Le parti conservateur Gerb, mené par l’ex-Premier ministre Boïko Borissov, est arrivé en tête lors des législatives bulgares de dimanche, recueillant 26 % des voix, d’après des sondages de sortie des urnes. Malgré cette avance, le spectre de l’instabilité plane toujours, la Bulgarie n’étant pas encore parvenue à constituer un gouvernement stable après sept scrutins en trois ans et demi.
Un paysage politique fragmenté
Le parti libéral pro-européen CC/BD obtient 15 %, suivi des nationalistes prorusses de Vazrajdane avec 13 %. Le Parlement, morcelé entre sept à neuf partis, rend les alliances difficiles pour Boïko Borissov, qui doit naviguer avec précaution dans ce contexte politique. Lors de la campagne, l’ancien Premier ministre libéral Kiril Petkov, connu pour sa lutte contre la corruption, a refusé de s’associer à Borissov, critiquant son passé politique.
« Les gens veulent un gouvernement, de la stabilité, de la sécurité », a déclaré Borissov lors de son vote, appelant au dialogue avec ses opposants. Cependant, les négociations s’annoncent ardues, le pays restant plongé dans une impasse politique qui inquiète plus de 60 % des Bulgares.
Une fatigue électorale palpable
Le taux de participation, bien que légèrement en hausse avec 35 % contre 34 % en juin, reflète un ras-le-bol général. « Nous sommes fatigués d’être coincés dans ce manège qui tourne sans cesse, toujours avec le même résultat », témoigne Aneliya Ivanova, une informaticienne de Sofia.
Cette crise, la plus longue depuis la chute du communisme en 1989, semble avoir consolidé la position de Vazrajdane, un parti nationaliste et prorusse. Mené par Kostadin Kostadinov, ce mouvement prône une Bulgarie « indépendante et sans ingérence étrangère », critiquant ouvertement l’influence de Bruxelles et de Washington.
Fort de son ascendant sur l’électorat, Vazrajdane a obtenu l’adoption cet été d’une loi contre la « propagande » LGBT+ dans les écoles, inspirée par des législations russes. Ce positionnement contribue à renforcer l’audience du parti dans un pays où le sentiment prorusse demeure fort, malgré son adhésion à l’Otan. « L’influence de Vazrajdane s’accroît au point que le parti devient un partenaire potentiel pour Gerb », note Dobromir Jivkov, analyste chez Market Links.
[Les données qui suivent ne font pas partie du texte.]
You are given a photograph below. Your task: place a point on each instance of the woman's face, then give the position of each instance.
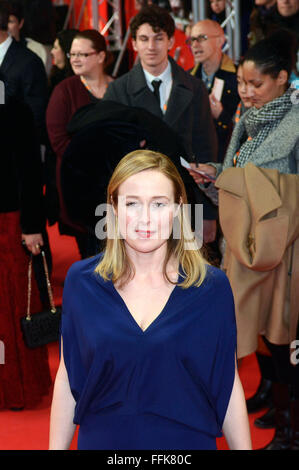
(84, 58)
(58, 55)
(145, 210)
(262, 88)
(242, 88)
(217, 6)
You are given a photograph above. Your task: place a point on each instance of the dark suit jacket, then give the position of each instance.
(230, 99)
(25, 78)
(21, 187)
(188, 114)
(188, 111)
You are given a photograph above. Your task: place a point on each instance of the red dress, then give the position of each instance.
(25, 375)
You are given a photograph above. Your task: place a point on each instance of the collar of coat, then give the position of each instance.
(226, 65)
(137, 82)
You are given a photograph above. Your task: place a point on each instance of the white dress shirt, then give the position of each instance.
(165, 87)
(4, 47)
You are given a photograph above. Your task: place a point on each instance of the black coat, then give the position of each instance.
(102, 134)
(21, 186)
(188, 110)
(25, 78)
(188, 114)
(229, 100)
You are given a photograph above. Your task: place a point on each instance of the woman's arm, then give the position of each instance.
(236, 425)
(62, 428)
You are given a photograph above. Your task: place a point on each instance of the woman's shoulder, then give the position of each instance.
(82, 269)
(216, 278)
(68, 83)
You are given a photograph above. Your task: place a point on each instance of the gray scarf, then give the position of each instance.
(258, 124)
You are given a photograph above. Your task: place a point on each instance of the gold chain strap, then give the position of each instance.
(50, 293)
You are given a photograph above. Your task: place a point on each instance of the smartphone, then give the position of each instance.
(185, 164)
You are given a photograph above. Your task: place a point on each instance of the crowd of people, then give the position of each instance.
(66, 126)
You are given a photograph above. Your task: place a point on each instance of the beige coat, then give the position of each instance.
(259, 217)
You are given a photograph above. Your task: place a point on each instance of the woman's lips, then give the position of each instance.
(144, 233)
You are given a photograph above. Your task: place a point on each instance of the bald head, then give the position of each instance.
(209, 27)
(207, 39)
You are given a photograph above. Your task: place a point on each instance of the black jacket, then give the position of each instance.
(188, 114)
(25, 79)
(230, 99)
(21, 169)
(102, 134)
(188, 110)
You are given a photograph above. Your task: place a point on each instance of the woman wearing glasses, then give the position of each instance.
(89, 60)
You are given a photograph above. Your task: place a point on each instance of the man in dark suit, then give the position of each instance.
(160, 86)
(23, 73)
(212, 65)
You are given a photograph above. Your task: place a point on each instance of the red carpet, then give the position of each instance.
(29, 429)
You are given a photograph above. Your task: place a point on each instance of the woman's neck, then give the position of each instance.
(150, 264)
(96, 83)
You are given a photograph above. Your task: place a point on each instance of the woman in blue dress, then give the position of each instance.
(148, 329)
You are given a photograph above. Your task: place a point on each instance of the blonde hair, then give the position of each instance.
(115, 264)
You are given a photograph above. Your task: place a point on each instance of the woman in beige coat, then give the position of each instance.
(258, 211)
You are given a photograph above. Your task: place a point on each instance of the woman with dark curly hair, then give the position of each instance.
(61, 68)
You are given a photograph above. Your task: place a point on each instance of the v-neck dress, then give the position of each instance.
(167, 387)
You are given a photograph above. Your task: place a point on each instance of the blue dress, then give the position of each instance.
(167, 387)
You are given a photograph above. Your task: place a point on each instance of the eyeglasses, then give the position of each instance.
(200, 38)
(72, 55)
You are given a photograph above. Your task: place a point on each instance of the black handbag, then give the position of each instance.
(41, 328)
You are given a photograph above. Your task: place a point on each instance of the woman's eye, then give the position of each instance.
(131, 204)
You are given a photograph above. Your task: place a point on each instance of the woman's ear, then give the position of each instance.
(102, 57)
(171, 43)
(178, 207)
(282, 78)
(113, 206)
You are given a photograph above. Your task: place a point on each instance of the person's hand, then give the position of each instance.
(33, 242)
(209, 230)
(198, 178)
(216, 106)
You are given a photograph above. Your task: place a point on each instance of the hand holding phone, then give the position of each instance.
(201, 173)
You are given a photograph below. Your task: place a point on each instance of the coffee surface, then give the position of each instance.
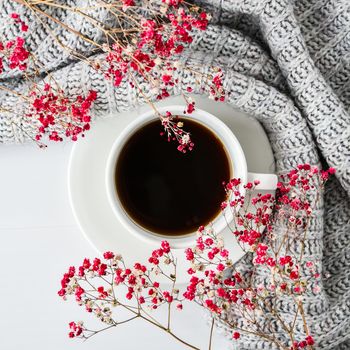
(169, 192)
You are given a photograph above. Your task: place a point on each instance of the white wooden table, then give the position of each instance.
(39, 240)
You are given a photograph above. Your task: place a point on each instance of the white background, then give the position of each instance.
(39, 240)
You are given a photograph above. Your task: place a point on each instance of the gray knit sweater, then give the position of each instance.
(287, 63)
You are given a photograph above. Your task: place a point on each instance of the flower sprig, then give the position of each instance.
(142, 45)
(272, 230)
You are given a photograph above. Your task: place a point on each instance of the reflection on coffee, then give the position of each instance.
(168, 192)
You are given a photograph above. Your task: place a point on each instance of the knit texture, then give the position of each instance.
(287, 63)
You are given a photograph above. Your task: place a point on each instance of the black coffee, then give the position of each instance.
(169, 192)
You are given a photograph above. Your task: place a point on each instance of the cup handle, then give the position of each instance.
(267, 181)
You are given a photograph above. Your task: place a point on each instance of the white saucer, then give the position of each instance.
(87, 190)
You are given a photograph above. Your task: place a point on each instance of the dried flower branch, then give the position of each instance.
(273, 230)
(142, 43)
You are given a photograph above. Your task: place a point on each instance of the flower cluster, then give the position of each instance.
(13, 51)
(57, 115)
(219, 287)
(93, 285)
(152, 56)
(232, 296)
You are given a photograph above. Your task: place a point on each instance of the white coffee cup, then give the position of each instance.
(238, 169)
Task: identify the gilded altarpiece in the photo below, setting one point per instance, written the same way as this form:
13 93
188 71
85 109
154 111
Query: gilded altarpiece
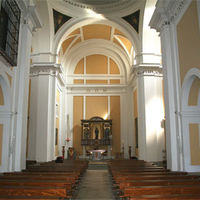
96 135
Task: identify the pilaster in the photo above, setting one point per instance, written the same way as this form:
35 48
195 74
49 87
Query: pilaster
164 20
150 111
42 111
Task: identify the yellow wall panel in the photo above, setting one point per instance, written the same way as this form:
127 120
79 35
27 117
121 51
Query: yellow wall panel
114 69
78 115
126 43
1 96
188 36
66 43
194 144
96 31
96 82
96 64
115 116
76 42
80 67
117 32
116 42
75 32
135 103
96 106
194 92
58 96
10 79
78 81
1 142
115 81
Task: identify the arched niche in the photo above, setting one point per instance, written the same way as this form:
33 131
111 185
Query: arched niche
4 122
5 89
75 23
190 119
192 76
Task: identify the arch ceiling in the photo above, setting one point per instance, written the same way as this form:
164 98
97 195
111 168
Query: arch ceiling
95 32
115 38
76 8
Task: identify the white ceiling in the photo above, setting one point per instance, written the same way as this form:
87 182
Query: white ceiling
107 7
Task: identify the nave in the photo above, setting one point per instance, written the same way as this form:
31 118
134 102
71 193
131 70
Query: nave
114 179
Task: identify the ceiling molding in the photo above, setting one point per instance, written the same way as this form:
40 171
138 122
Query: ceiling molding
78 8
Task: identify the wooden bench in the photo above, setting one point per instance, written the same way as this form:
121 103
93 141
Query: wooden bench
145 181
166 197
33 191
46 181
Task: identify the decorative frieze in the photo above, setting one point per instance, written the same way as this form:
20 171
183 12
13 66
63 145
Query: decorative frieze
95 6
45 69
167 12
143 70
96 89
48 69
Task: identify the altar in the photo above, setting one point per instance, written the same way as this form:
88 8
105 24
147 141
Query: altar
97 154
96 138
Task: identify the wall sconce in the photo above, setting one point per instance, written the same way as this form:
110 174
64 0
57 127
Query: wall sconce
67 139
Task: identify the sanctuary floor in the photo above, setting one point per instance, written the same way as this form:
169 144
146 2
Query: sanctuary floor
96 185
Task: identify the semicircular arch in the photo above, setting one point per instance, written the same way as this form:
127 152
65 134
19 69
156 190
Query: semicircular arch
73 24
5 85
187 84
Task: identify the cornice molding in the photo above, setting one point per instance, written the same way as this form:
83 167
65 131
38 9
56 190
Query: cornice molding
96 89
45 69
147 70
118 8
107 5
30 15
167 12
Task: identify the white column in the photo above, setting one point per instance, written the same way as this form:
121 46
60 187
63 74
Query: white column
173 156
150 114
124 134
22 86
130 121
42 112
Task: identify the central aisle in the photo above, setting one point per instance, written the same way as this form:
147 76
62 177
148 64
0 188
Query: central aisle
95 185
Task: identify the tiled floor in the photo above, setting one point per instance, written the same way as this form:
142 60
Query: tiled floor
95 185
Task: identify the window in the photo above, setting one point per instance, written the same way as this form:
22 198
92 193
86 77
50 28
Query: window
9 34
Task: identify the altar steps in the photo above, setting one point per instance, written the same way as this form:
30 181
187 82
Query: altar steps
97 165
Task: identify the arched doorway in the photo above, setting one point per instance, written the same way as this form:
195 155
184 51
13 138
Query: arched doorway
190 114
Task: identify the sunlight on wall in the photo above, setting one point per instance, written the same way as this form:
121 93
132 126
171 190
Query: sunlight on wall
106 116
92 13
155 109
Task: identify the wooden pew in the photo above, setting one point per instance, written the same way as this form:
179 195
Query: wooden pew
139 180
166 197
46 181
162 190
33 191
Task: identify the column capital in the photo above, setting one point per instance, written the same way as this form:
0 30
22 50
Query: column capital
167 12
30 15
50 69
45 69
147 70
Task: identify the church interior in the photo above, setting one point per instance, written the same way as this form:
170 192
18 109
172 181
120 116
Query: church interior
96 88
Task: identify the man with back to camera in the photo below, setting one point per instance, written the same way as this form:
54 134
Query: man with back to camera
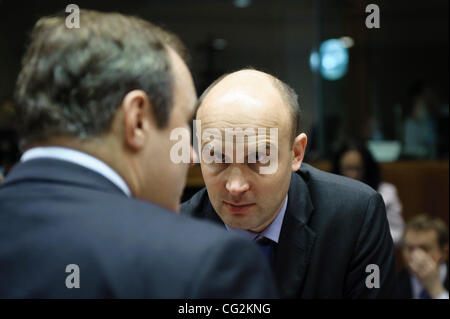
425 254
326 236
96 192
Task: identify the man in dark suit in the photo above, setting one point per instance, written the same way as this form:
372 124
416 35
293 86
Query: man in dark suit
326 236
90 210
425 254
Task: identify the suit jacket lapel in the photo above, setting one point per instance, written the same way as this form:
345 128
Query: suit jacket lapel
296 239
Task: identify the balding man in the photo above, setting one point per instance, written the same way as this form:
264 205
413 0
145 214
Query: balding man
326 236
90 210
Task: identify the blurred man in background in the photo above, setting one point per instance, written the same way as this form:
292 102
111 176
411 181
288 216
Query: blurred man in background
90 210
425 254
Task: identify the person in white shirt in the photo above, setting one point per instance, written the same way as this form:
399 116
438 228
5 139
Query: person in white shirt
425 254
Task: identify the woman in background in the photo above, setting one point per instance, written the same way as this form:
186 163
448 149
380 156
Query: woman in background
353 160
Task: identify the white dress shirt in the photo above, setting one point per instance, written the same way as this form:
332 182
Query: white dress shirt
272 232
79 158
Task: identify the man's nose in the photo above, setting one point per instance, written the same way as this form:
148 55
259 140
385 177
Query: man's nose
237 183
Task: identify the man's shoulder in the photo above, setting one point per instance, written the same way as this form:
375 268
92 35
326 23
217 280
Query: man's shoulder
325 184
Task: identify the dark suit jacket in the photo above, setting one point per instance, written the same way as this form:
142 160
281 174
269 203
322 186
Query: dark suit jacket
404 289
54 213
333 228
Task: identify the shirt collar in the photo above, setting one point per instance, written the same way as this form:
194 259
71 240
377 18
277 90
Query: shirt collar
272 232
79 158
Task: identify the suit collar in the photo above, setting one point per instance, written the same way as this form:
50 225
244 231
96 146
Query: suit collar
58 171
296 238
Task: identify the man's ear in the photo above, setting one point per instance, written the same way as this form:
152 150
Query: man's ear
138 118
298 149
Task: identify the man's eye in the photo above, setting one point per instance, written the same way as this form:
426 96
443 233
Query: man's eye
218 156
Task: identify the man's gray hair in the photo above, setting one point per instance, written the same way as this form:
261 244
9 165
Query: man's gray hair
73 80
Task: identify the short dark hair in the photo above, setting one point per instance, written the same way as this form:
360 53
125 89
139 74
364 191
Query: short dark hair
73 80
287 93
426 222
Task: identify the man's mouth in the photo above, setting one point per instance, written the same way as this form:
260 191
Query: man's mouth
238 208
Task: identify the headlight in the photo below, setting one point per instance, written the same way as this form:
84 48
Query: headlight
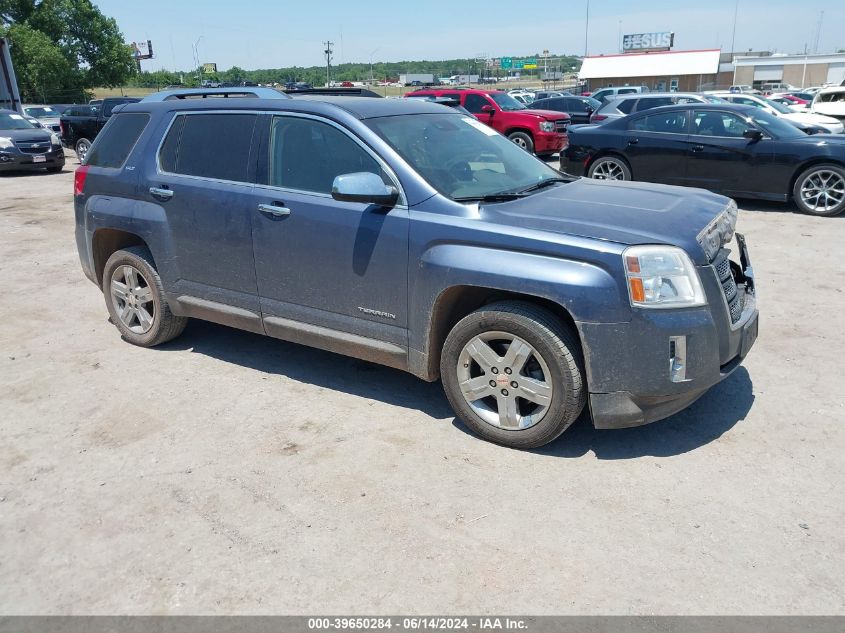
662 277
719 232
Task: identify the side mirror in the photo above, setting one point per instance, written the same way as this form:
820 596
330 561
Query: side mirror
364 187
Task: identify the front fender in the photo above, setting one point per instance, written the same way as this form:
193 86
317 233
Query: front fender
587 291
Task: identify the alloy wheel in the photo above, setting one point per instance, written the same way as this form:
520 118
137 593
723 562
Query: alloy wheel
608 170
133 299
823 190
505 381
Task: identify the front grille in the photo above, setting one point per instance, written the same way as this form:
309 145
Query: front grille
735 298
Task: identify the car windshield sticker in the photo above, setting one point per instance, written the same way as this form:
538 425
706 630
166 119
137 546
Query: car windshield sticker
480 126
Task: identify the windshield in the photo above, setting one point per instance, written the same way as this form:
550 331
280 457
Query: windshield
41 112
778 106
506 102
778 128
9 121
460 156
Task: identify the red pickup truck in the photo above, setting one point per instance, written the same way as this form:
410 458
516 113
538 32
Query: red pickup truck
542 132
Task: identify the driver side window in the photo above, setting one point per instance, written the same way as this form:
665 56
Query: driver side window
307 155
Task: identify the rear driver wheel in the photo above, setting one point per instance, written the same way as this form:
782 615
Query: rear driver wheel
609 168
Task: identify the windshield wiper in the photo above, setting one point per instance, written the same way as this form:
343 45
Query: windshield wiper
543 184
503 196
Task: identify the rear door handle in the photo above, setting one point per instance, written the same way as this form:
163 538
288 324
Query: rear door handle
161 193
273 210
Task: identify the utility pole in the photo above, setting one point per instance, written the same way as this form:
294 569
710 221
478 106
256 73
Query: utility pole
733 33
328 53
587 29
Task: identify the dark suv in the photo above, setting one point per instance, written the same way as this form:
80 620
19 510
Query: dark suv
408 234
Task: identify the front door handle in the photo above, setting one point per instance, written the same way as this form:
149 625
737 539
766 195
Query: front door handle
273 210
161 193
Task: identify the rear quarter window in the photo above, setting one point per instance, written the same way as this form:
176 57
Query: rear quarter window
115 142
193 143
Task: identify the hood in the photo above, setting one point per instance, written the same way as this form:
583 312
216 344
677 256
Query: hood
808 117
623 212
24 135
551 115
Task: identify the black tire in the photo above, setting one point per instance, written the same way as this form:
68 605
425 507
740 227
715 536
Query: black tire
804 183
523 140
549 337
615 163
165 326
82 146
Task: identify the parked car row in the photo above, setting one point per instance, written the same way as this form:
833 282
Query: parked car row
26 146
735 149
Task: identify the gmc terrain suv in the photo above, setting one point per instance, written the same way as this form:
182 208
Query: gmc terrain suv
408 234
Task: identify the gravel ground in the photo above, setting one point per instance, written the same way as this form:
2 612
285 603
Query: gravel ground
230 473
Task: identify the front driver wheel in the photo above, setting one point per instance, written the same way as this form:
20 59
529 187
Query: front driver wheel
512 372
609 168
820 190
82 147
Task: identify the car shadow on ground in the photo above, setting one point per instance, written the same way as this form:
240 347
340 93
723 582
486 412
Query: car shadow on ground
715 413
312 366
706 420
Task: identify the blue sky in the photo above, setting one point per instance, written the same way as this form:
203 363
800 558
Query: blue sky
263 34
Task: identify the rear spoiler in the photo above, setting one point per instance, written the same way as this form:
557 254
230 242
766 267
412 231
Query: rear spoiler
216 93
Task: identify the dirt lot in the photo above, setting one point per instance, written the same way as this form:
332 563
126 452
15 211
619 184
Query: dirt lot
230 473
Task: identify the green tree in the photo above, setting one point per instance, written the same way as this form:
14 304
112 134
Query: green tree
90 44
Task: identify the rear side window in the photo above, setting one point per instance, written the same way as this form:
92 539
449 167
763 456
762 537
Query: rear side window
625 105
115 143
192 146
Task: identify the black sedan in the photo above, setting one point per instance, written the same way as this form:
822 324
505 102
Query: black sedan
579 109
736 150
25 146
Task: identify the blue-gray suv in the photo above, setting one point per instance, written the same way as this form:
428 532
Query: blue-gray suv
408 234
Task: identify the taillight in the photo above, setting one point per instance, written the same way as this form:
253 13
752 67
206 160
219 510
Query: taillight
79 177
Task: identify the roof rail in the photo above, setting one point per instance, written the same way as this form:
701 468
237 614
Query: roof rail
216 93
335 92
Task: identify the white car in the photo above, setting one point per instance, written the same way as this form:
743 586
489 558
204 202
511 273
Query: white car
833 126
830 102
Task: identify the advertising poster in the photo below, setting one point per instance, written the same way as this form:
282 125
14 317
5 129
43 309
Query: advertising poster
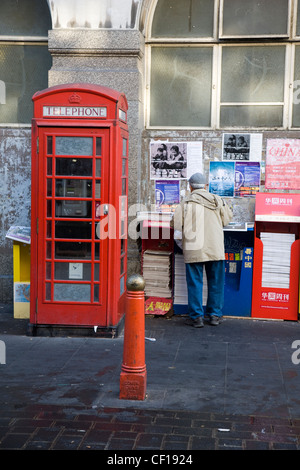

Les incertitudes américaines et européennes
Boïko Borissov reste toutefois prudent, reconnaissant que ses partenaires européens et américains ne soutiendraient pas un rapprochement avec un parti prorusse. Mais une éventuelle victoire de Donald Trump à l’élection présidentielle américaine pourrait modifier cet équilibre, offrant une « indulgence envers la corruption » qui permettrait des alliances improbables. Cela pourrait même inclure le controversé Delyan Peevski, député visé par des sanctions pour corruption mais fort de près de 10 % des voix au sein d’une faction dissidente du MDL, un parti de la minorité musulmane.
La situation endémique de la corruption en Bulgarie a également mené le parquet à ouvrir des centaines d’enquêtes pour tentative d’achat de votes, avec 70 arrestations avant le scrutin, principalement dans les bastions du MDL. Cette situation dissuade les investisseurs étrangers et a retardé d’importantes réformes économiques, compromettant les fonds européens pour la transition énergétique.
En conséquence, la Bulgarie a dû repousser son entrée dans la zone euro ainsi que son adhésion pleine et entière à l’espace Schengen. Le coût de l’organisation des sept élections en trois ans s’élève à plus de 300 millions d’euros, creusant davantage les finances d’un pays déjà fragilisé.
Avec ce nouveau scrutin sans issue claire, la Bulgarie reste dans l’attente d’une stabilité politique, tandis que la population exprime de plus en plus son mécontentement face à une crise sans fin.